Nurse Sandra Lindsay receives the second dose of a Pfizer coronavirus disease (COVID-19) vaccine, at Long Island Jewish Medical Center in the Queens borough of New York City, US, January 4, 2021. [Photo/Agencies]

NEW YORK – Four of five New York City borough presidents called for greater clarity and urgency on the vaccination process currently managed by the New York State, saying the pace to date is “insufficient,” New York Daily News reported on Thursday.

Amid confusion over who’s eligible to get a vaccine, a color-coded system has been proposed to let New Yorkers know when they’ll be eligible to get a vaccine, said the News portal.

A “red” group consisting of frontline workers and others “with the highest level of need” would continue to get vaccinated first. They’d be followed by a “yellow” group consisting of people in ZIP codes “most impacted by the virus” and people with health conditions that make them especially vulnerable, among others. Everyone else would go in a “green” group.

The borough presidents also want a map where New Yorkers can find vaccination sites near them, along with a hotline to set up appointments. The city is currently offering vaccination appointments to eligible groups online, and a map and hotline are in the works, according to Mayor Bill de Blasio’s spokesman Bill Neidhardt.

“We must not waste the precious resource of vaccines, but we need a plan that provides clarity and transparency to help us get through this crisis,” Brooklyn Borough President (BP) Eric Adams, Manhattan BP Gale Brewer, Staten Island BP James Oddo and Queens BP Donovan Richards wrote to the city and state health commissioners.

“As to the proposal on groups, we agree with these city leaders that the current set-up from the state is not moving fast enough,” Neidhardt stated. “The Borough Presidents and Mayor agree: New York City should have the freedom to vaccinate more people right now.”

Meanwhile on Wednesday, as the number of eligible New Yorkers continued to expand, de Blasio announced that the city will open 12 additional COVID-19 vaccine hubs across the five boroughs. The first two 24/7 mass vaccination sites will open this Sunday at Bathgate in the Bronx and Brooklyn Army Terminal in Brooklyn.

“From our 24/7 mass vaccination sites, to the Vaccine Command Center, we are building the infrastructure we need to vaccinate the highest number of high-risk New Yorkers,” he said.

“We’re off to a good start, but with the freedom to vaccinate more New Yorkers and the supplies to get there, we could go even further,” added the mayor.

New York State on Thursday clarified that healthcare workers on the front lines should be the priority group, classified as “1A” in its distribution plan to receive COVID-19 vaccination, according to an official statement.

New York City has 917,000 eligible healthcare workers in 1A and has only administered 144,000 vaccines. Many more healthcare workers are anxiously awaiting the vaccine. The city has received 304,000 dosages beginning in December through last week and administered less than 50 percent, according to the statement.

Once those healthcare workers who want to accept a vaccine are afforded the opportunity, vaccinations go to the “1B” category which includes essential workers including police, firefighters and 75-plus year old New Yorkers who have the highest death rate from COVID-19, according to the statement.

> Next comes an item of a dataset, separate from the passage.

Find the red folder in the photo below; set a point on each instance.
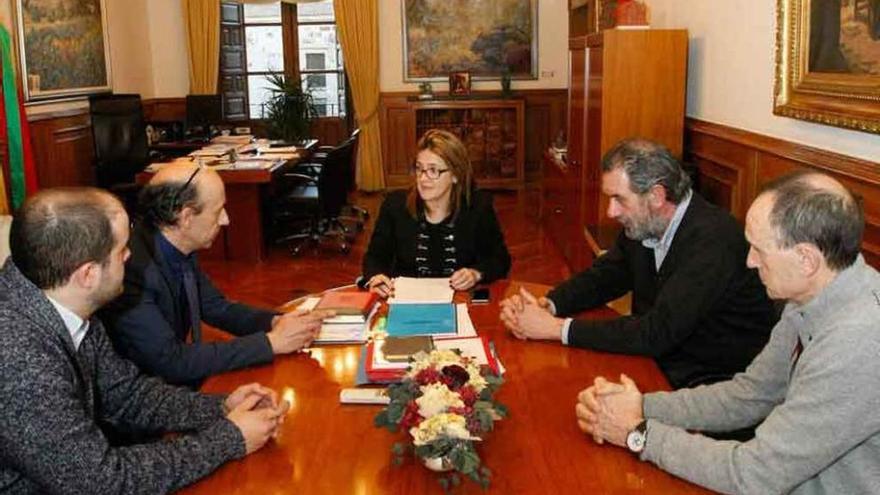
(348, 303)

The 1B category includes approximately 3 million people statewide and the state will utilize a variety of non-governmental agencies to administer those vaccines including pharmacies, private doctor networks, and community groups serving underserved communities, it said.

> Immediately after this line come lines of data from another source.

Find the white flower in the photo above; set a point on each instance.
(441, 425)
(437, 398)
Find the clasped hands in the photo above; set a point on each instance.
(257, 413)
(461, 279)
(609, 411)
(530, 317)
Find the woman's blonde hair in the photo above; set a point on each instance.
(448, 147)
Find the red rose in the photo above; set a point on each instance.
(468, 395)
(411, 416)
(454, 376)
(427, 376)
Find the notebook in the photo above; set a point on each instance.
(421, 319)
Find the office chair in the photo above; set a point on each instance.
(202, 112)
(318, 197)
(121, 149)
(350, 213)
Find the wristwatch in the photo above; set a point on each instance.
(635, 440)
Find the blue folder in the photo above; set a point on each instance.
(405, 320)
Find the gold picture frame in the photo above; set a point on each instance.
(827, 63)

As of Thursday afternoon, the coronavirus deaths added up to 25,416 and confirmed cases to 460,520 in NYC, according to The City, a project that tracks the spread of confirmed COVID-19 infections and fatalities in New York City, based on information provided by the New York City Department of Health and Mental Hygiene, the governor’s office, The COVID Tracking Project and the Center for Systems Science and Engineering at Johns Hopkins University.